By Emily B. Landau, January 27, 2014

The Middle East desperately needs to establish a regional security dialogue—but such a dialogue is only possible if parties work to identify common security problems and reasonable, win-win solutions to those problems. Admittedly, a process of this kind might require regional parties to let go of long-held political positions. But letting go is not impossible, as was demonstrated by the Arms Control and Regional Security working group, the security forum for the Middle East that produced some promising results in the early 1990s.

My colleague Mostafa Elwi Saif, unfortunately, has written nothing so far in this roundtable that would encourage establishment of regional dialogue or a search for win-win solutions. He seems to see only obstacles and negative dynamics. His Round Two essay was devoted almost entirely to Israel's alleged nuclear intransigence and a flat rejection of Israel's security concerns.

Saif also made a number of claims that—though I would prefer to avoid rehashing old debates—cannot go unanswered. In his attempt to portray Israel as the aggressor instead of the threatened party in the Middle East, Saif failed to mention that in 1948 the Arab parties rejected a United Nations partition plan and then set their sights on destroying Israel; that Arab states adopted a rejectionist approach after the 1967 war, vowing that there would be no peace with, recognition of, or negotiations with Israel; that Iran's nuclear program, coupled with rhetoric that denies Israel a place in the Middle East, is a matter of deep concern to Israel; that the expressed goal of the militant groups Hamas and Hezbollah is the destruction of Israel; and that these groups' missiles and rockets deliberately target Israeli civilians. Moreover, Saif includes among his examples of "Israeli aggression" the June 1967 war and the Israel-Gaza conflict of 2012—claims that I consider bizarre.

More broadly, Saif argues that Israel's nuclear deterrent has not been effective because "Arab states and even non-state political movements have continued over the decades to use military power to defend their strategic interests." But the sole purpose of Israel's nuclear deterrent is to ward off existential threats. Israel's involvement in so many conventional conflicts is actually proof of its noteworthy restraint and iron-clad record of responsibility in the nuclear realm. This restraint also helps explain other states' long-standing if grudging acceptance of the nuclear status quo.
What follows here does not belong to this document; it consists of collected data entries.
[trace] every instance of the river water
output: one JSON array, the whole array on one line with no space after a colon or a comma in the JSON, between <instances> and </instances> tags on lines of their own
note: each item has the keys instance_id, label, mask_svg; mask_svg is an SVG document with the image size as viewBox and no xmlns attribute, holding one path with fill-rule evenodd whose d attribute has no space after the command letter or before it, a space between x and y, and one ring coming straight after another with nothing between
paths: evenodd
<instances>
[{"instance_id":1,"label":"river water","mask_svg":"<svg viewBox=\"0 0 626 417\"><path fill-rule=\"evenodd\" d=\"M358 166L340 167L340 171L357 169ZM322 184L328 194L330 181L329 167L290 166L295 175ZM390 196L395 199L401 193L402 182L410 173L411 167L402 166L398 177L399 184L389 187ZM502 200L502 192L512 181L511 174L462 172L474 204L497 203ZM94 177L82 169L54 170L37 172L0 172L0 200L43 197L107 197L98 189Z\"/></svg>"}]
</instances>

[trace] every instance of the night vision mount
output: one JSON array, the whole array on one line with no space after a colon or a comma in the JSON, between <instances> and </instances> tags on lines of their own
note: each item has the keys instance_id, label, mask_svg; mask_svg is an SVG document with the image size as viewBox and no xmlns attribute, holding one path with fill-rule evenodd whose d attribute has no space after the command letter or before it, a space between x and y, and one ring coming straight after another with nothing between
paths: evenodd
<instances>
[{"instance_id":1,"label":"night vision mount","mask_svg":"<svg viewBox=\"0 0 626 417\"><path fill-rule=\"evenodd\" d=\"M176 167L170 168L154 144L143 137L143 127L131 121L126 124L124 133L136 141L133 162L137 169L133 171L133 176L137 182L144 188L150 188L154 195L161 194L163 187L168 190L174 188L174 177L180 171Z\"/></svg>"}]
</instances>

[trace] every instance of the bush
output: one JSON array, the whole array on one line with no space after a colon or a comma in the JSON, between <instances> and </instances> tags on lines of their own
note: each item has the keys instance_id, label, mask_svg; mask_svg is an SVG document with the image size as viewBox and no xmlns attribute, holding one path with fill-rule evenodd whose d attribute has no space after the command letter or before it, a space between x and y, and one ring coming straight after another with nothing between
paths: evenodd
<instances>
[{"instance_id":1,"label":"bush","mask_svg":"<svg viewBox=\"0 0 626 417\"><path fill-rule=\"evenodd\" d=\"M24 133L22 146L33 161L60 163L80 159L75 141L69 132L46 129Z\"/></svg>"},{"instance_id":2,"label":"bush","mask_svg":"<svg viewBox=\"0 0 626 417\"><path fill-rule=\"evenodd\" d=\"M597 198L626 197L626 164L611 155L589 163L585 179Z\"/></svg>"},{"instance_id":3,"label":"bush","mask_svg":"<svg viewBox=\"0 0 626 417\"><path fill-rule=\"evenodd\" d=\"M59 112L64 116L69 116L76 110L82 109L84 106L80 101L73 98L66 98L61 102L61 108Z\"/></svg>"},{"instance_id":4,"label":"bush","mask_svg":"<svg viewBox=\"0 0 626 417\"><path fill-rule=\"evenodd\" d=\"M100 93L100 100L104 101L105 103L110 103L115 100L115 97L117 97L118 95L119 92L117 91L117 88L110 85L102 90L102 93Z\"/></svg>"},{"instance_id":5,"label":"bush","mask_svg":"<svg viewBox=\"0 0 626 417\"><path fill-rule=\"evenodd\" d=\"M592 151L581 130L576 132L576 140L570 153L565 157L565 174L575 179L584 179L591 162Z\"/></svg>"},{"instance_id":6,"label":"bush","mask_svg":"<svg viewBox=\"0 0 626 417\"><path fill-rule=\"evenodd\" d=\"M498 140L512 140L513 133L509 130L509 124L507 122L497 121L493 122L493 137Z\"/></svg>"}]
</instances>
Radwan Ziadeh, meanwhile, introduces into the debate a broad range of regional issues—and this allows win-win opportunities to be explored. The horrors of the Syrian civil war, the Syrian regime's use of chemical weapons, the threats associated with non-state actors, and Iran's nuclear program—discussing these issues sets the stage for a more productive debate based on the recognition that there are a host of security challenges in the region and not everything boils down to Israel. Moreover, Ziadeh takes an important step in the direction of understanding Israel's concerns in the nuclear realm when he notes that international acceptance of elements of Iran's nuclear program would make Israel less likely to accede to the Nuclear Non-Proliferation Treaty.

I take issue with Ziadeh on one key point, however. He portrays the establishment of a Middle East chemical-weapon-free zone as seemingly low-hanging fruit that, because Israel and Egypt lack incentives to participate, is really not so low-hanging after all. I do not share his pessimism, at least in Israel's case. As long as negotiations toward banning chemical weapons took place in the context of a regional security process, it is far from unimaginable that Israel would participate.

Progress on regional security issues is sorely needed. If initial progress were made on security issues where common interests can be identified, conditions might be created for addressing additional security issues that are more difficult to tackle due to the zero-sum positions of regional actors. But the first step is for the parties, within a regional framework, to begin holding meetings and undertaking discussions. Nothing will happen until that happens.